The coronation gives increases profits
CORONATION Fund Managers lifted fund management earnings per share by 22.9 percent to 470.9 cents in the year to September 30 supported by stronger markets and an out-performance of client mandates.
Fund management earnings are used by Coronation’s management to measure operating financial performance – it excludes fair value gains and losses, and related foreign exchange, on investment securities held.
Dividends for the company that is 25 percent staff-owned, increased 22.7 percent to 470 cents per share, from 383 cents in the prior corresponding period. A final dividend of 226 (205) cents was declared.
Revenue and earnings from fund management up 17 percent and 23 percent respectively.

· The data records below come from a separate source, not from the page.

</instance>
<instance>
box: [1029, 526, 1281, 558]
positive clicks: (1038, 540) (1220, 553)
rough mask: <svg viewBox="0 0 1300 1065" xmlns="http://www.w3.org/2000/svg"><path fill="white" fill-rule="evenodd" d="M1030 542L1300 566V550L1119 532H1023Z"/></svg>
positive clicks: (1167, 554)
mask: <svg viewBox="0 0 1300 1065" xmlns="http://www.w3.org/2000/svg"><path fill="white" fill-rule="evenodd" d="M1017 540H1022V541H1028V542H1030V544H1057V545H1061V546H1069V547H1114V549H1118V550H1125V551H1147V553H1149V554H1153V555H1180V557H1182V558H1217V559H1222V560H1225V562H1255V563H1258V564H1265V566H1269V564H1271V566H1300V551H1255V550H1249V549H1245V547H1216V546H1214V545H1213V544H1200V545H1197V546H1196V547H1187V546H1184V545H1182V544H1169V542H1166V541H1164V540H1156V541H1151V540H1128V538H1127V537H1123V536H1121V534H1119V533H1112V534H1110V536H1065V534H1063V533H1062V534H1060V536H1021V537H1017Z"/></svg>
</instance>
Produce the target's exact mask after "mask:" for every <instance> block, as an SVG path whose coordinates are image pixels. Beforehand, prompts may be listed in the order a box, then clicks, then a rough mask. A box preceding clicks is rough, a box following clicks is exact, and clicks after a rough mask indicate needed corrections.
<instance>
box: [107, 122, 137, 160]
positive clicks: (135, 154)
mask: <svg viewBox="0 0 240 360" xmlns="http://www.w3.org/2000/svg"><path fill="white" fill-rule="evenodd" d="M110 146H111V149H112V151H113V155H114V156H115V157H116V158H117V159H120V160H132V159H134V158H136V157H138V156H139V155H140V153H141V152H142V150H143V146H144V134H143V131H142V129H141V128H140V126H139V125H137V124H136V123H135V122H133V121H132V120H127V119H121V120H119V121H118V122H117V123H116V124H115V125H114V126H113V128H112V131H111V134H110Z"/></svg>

Markets had perform strongly, after coming off the low base of March 2020.
The MSCI All Country World Index was up 11 percent in US dollars during Coronation’s 12 month reporting period, the MSCI Global Emerging Markets Index was up 18 percent in US dollar, while the FTSE/JSE All Share Index was up 23 percent in rand.

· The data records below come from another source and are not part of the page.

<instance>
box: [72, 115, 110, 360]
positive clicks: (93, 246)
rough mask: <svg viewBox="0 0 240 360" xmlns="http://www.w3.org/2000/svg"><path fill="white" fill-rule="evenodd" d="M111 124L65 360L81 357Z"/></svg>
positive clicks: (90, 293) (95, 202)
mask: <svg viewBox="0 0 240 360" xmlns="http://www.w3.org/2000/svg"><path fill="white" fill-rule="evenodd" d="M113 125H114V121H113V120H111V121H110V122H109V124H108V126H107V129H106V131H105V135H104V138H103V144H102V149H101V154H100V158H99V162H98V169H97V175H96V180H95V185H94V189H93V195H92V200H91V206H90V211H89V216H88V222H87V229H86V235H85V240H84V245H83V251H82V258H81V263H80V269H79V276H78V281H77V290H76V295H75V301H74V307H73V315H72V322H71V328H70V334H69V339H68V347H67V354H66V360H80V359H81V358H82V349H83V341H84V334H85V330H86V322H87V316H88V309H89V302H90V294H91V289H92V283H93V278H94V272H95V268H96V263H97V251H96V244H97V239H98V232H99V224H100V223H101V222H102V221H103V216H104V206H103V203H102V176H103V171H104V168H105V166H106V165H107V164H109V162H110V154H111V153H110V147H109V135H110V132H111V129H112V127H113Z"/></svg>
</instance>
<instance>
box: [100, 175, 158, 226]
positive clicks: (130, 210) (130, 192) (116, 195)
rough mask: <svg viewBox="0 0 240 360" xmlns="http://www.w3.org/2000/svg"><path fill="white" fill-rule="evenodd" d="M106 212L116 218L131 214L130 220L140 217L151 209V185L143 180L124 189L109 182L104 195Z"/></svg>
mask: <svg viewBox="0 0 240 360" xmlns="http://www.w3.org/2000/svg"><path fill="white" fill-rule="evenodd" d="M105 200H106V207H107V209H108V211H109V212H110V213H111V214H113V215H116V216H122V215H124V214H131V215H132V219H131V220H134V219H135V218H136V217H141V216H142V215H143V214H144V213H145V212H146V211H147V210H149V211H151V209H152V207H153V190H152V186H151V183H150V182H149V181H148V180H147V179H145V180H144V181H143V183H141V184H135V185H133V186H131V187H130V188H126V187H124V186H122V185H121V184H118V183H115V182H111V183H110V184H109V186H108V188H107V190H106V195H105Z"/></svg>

“We believe the out-performance is the result of an unwavering commitment to active, long-term investing, in-depth proprietary research and the benefits that come from a stable and experienced team. It is worth reiterating … these results benefited from a cyclical high in performance fees that will normalise in the years to come,” the company said.
Average AUM (assets under management) increased 9 percent year-on-year to R617 billion and year-end AUM was up 11 percent to R634bn.
However, the primary focus was to grow the value of the client assets over the long term, rather than growing assets under management, the company said.
Measures in support of a more sustainable world included increasing the number of environmental engagements by 248 percent. The company also sent 89 letters to JSE-listed companies requesting their boards to apply the TCFD (Task Force on Climate Related Financial Disclosures) reporting framework.
Total operating expenses increased 8 percent, with the highest growth attributed to the increased regulatory burden and investment in technology.
Diluted and basic headline earnings per share increased 22 percent to 487.9 cents.
The company warned that although the outlook for the global economy was positive, “it needs to be seen in the context of elevated risk and high asset prices.”
The risk of new coronavirus variants, inflation, the withdrawal of unprecedented monetary and fiscal policy and rising geopolitical tensions made for uncertain times.
Locally, the economy was under pressure due to systemic risks, including unsustainable government debt, corruption, the poor condition of state-owned enterprises, load shedding and increasing levels of already high unemployment.
“We are hoping for a ramp up in vaccine roll-outs across the country, to dampen the effects of a likely fourth wave so the economy can sustain more normal levels of activity,” the company said.
Professor Alexandra Watson was appointed as board chairperson from August 10.